Earlier this week, Treasury and the IRS issued guidance to halt the use of partnership rules in the Internal Revenue Code to engage in abusive basis-shifting transactions whereby tax basis is stripped from certain assets and allocated to other assets to increase a taxpayer's depreciation deductions or reduce taxable gain. According to the IRS Commissioner, this announcement signals the IRS is accelerating its work in the partnership arena, an area that was historically overlooked due to the lack of IRS funding. With increased funding secured, the IRS is closely scrutinizing transactions employed by partnerships, LLCs, and other pass-through entities to ensure wealthy taxpayers are not engaging in transactions that lack economic substance solely to avoid taxes.
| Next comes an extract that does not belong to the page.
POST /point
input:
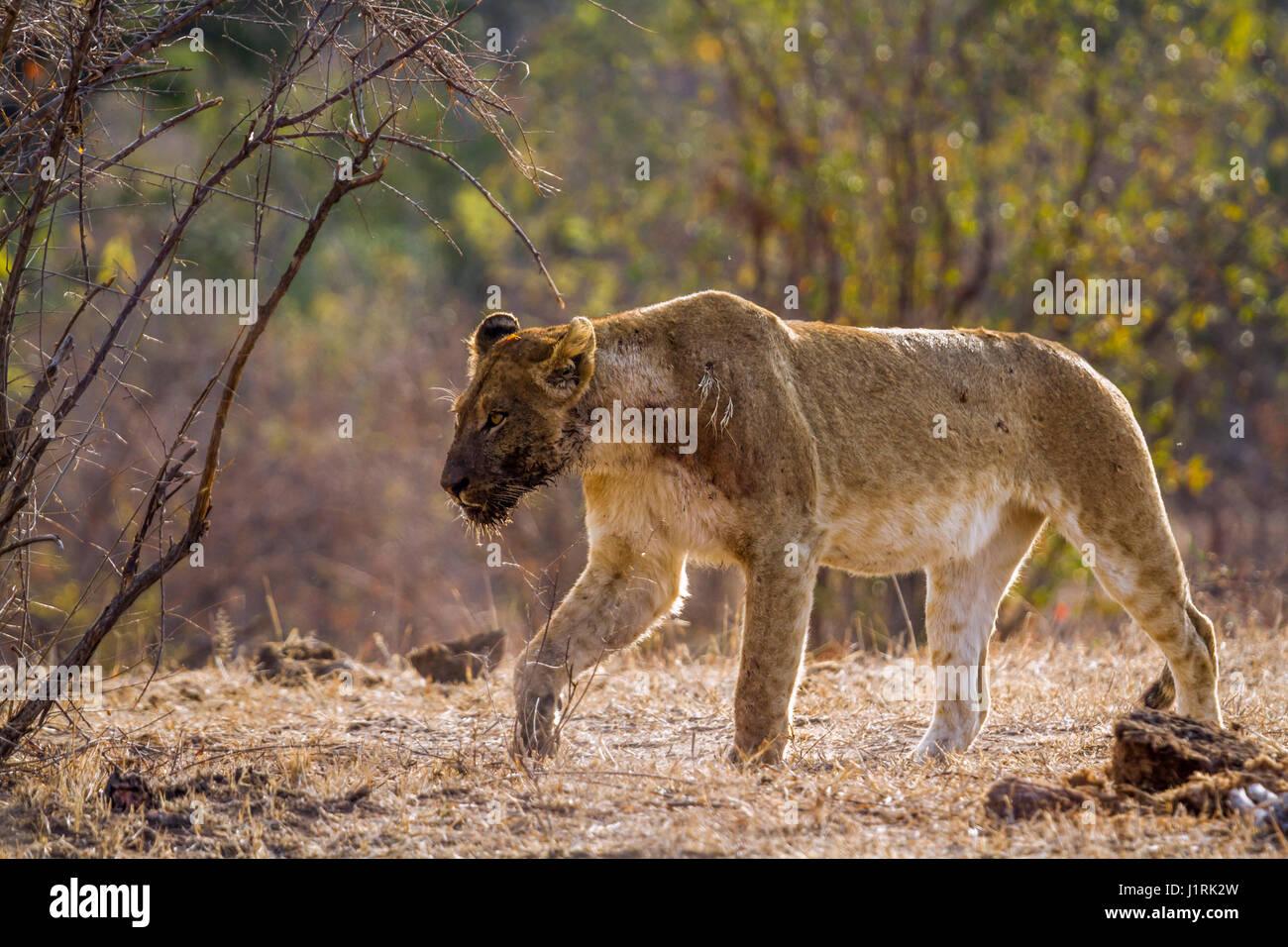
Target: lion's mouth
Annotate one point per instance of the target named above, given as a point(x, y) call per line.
point(489, 514)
In fact, a new associate office has been created within the IRS chief counsel's office to focus exclusively on partnerships and S corporations, as well as trusts and estates.
However, prior experiences with rules promulgated by Treasury to address abusive tax strategies, such as those issued to halt abusive deferred compensation arrangements and those proposed to address carried interest arrangements demonstrate that Treasury sometimes attempts to squash a perceived bug with a sledge hammer. Consequently, there is no guaranty that investors and business partners engaged in legitimate transactions will not get caught in the web of IRS audits targeting pass-through transactions.
The centralized partnership audit regime, enacted almost a decade ago, requires partnerships (and LLCs taxed as partnerships) to designate a partnership representative who has absolute authority to act on behalf of a partnership undergoing a tax audit. Because partnership audits have been few and far between, many partners and LLC members do not fully appreciate the enormous power granted to these individuals. Those that do may have tried to contractually limit this power through provisions in partnership and operating agreements, but these provisions have rarely been put to the test.
Investors and business parties who utilize pass-through structures need to take heed of this recent announcement by the IRS and Treasury and understand that the likelihood of the IRS auditing your entity has significantly increased. Now is the time to ensure you have the proper person representing your entity and that proper checks and balances are in place.
Due to previous years of underfunding, the IRS had cut back on the auditing of wealthy individuals and the shifting of assets among partnerships and companies became common.